Comment Agut est entré dans ta vie d’adulte ?

Il s’est passé beaucoup de choses, mais mes parents ont ensuite habité dans le château, à la demande de José qui l’avait scindé en appartements. A un moment donné, après des galères professionnelles, je suis revenue chez mes parents à 30 ans. Dans le domaine, il y avait un pigeonnier en ruine. Il ne servait à rien ni personne.

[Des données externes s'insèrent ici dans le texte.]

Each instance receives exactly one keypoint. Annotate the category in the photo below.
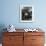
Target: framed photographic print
(26, 13)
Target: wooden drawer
(10, 39)
(37, 39)
(33, 33)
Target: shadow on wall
(2, 26)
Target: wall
(9, 13)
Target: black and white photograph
(26, 13)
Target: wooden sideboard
(23, 39)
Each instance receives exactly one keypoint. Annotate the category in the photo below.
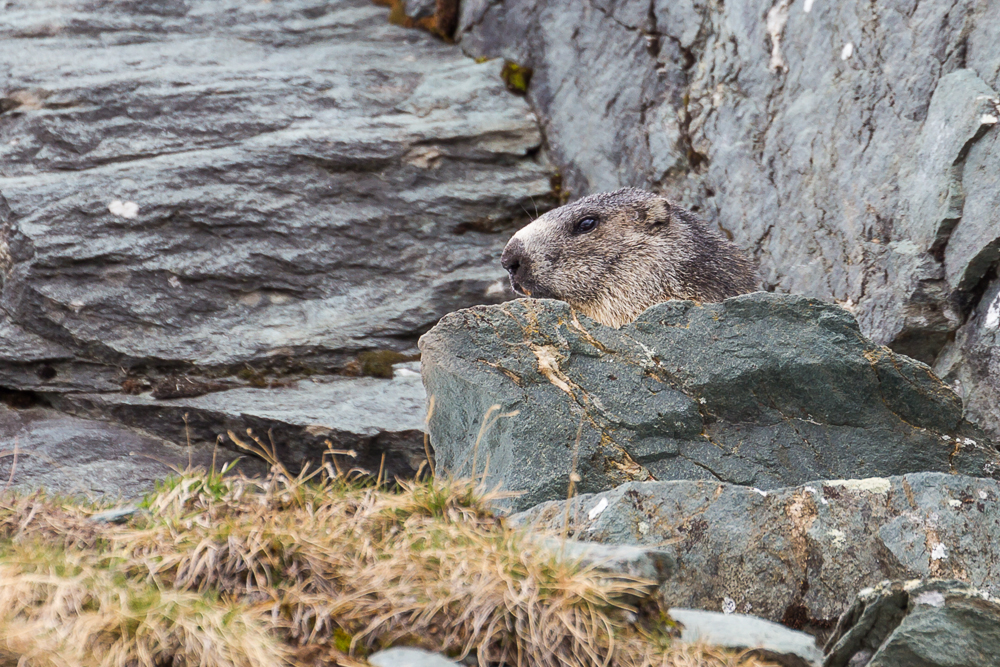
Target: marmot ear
(659, 212)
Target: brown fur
(644, 250)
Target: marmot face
(614, 254)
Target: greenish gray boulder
(796, 555)
(931, 623)
(763, 390)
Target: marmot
(614, 254)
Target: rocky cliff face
(852, 147)
(247, 194)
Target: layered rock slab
(381, 421)
(797, 555)
(762, 390)
(42, 448)
(218, 183)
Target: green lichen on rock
(517, 77)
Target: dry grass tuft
(310, 570)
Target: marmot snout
(614, 254)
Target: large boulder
(932, 623)
(763, 390)
(796, 555)
(850, 146)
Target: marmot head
(614, 254)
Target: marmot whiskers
(614, 254)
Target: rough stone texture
(67, 455)
(764, 390)
(918, 624)
(796, 555)
(409, 657)
(850, 146)
(971, 363)
(370, 416)
(772, 642)
(213, 183)
(194, 190)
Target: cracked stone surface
(217, 183)
(937, 623)
(796, 555)
(244, 194)
(763, 390)
(42, 448)
(373, 417)
(851, 147)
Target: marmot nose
(512, 256)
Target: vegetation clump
(316, 569)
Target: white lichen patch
(598, 508)
(871, 485)
(126, 209)
(777, 17)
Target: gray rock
(849, 146)
(971, 363)
(762, 390)
(795, 555)
(372, 417)
(932, 623)
(770, 641)
(42, 448)
(409, 657)
(217, 183)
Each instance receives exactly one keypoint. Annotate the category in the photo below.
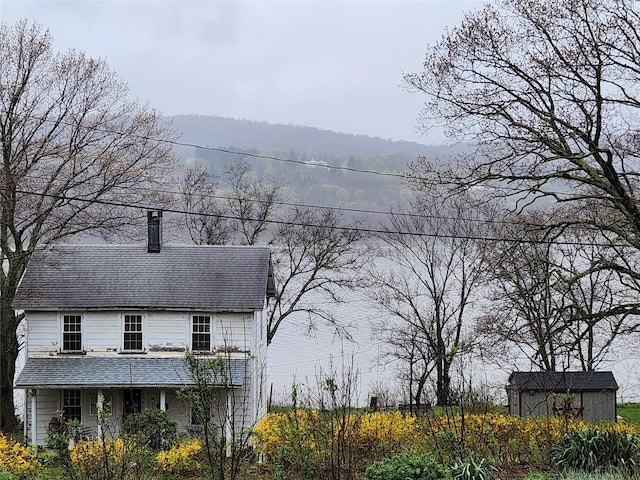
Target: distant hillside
(303, 157)
(212, 131)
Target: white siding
(234, 330)
(47, 402)
(101, 331)
(164, 333)
(167, 331)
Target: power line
(270, 157)
(372, 231)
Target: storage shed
(589, 395)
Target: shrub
(472, 469)
(181, 459)
(152, 428)
(591, 449)
(15, 458)
(407, 466)
(120, 458)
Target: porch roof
(120, 371)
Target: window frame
(208, 325)
(107, 404)
(128, 334)
(72, 402)
(63, 332)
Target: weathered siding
(595, 405)
(101, 332)
(168, 331)
(233, 330)
(47, 402)
(599, 405)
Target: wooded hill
(322, 166)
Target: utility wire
(372, 231)
(270, 157)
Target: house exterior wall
(49, 403)
(165, 333)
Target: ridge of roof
(109, 276)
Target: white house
(110, 325)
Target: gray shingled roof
(193, 277)
(562, 381)
(123, 371)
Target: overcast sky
(332, 65)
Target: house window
(107, 404)
(201, 333)
(132, 332)
(72, 333)
(71, 405)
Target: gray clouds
(335, 65)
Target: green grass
(595, 476)
(630, 412)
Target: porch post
(99, 407)
(34, 420)
(163, 399)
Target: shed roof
(194, 277)
(562, 381)
(120, 371)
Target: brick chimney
(154, 230)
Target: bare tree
(242, 210)
(212, 224)
(527, 308)
(546, 300)
(547, 94)
(75, 152)
(433, 280)
(317, 253)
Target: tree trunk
(8, 357)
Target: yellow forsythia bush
(365, 433)
(181, 459)
(501, 439)
(505, 439)
(92, 454)
(16, 458)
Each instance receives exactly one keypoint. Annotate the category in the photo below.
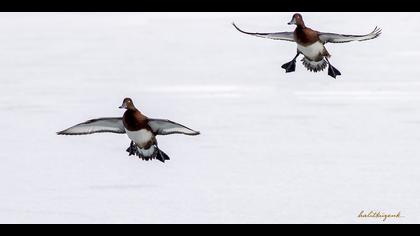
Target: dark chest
(134, 120)
(305, 36)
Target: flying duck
(311, 44)
(141, 130)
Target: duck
(311, 44)
(140, 129)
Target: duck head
(297, 19)
(128, 104)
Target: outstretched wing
(287, 36)
(165, 127)
(344, 38)
(102, 125)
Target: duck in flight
(141, 130)
(311, 44)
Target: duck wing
(165, 127)
(102, 125)
(345, 38)
(287, 36)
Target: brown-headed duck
(141, 130)
(311, 44)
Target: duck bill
(292, 22)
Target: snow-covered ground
(274, 148)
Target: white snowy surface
(274, 148)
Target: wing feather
(287, 36)
(165, 127)
(102, 125)
(345, 38)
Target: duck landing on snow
(311, 44)
(141, 130)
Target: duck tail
(161, 156)
(153, 152)
(314, 66)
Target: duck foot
(290, 66)
(333, 72)
(132, 149)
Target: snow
(274, 147)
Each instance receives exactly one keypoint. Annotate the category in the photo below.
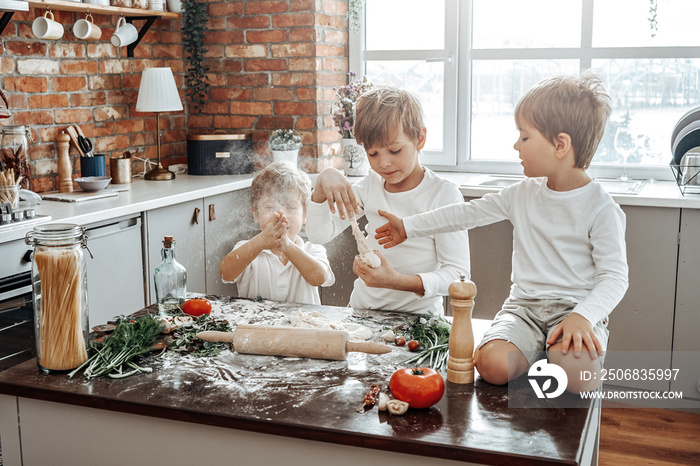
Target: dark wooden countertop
(317, 399)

Et l’idée, c’était: Et si de ce pigeonnier je faisais ma petite cabane, ma cabane au Canada, quoi, ma cabane au fond des bois ? Et j’ai vécu là près de 30 ans.

Quelle vie y as-tu mené ?

Au tout début, j’habitais simplement à Agut. José était encore viticulteur, travaillant sa vigne. Ensuite, il a été appelé ailleurs. Il nous est venu une idée. Après tout, c’était vraiment beaucoup trop grand, on a décidé de mettre des parcelles de terrain à disposition pour des activités qui auraient besoin d’espace et de nature en échange d’entretien. Ça a été jusqu’à une dizaine d’associations. Il y a eu les chevaux. C’était le rêve de José que sa propriété soit un lieu équestre, il a réussi à me brancher et je l’ai fait. J’ai tenu le centre équestre. Il fallait qu’il y ait quelqu’un qui fasse à la fois un lien humain et un lien agricole entre chacune de ces associations. Quelqu’un qui pouvait relayer la parole de José mais qui avait aussi une bonne compréhension des problématiques d’eau, de risque incendie, des plantes. Je suis devenue, une sorte de régisseur de la propriété. Et j’ai développé un attachement affectif au moindre pied d’arbre, au moindre buisson, au moindre chemin. Je disais tout le temps qu’Agut était l’enfant que je n’aurai pas.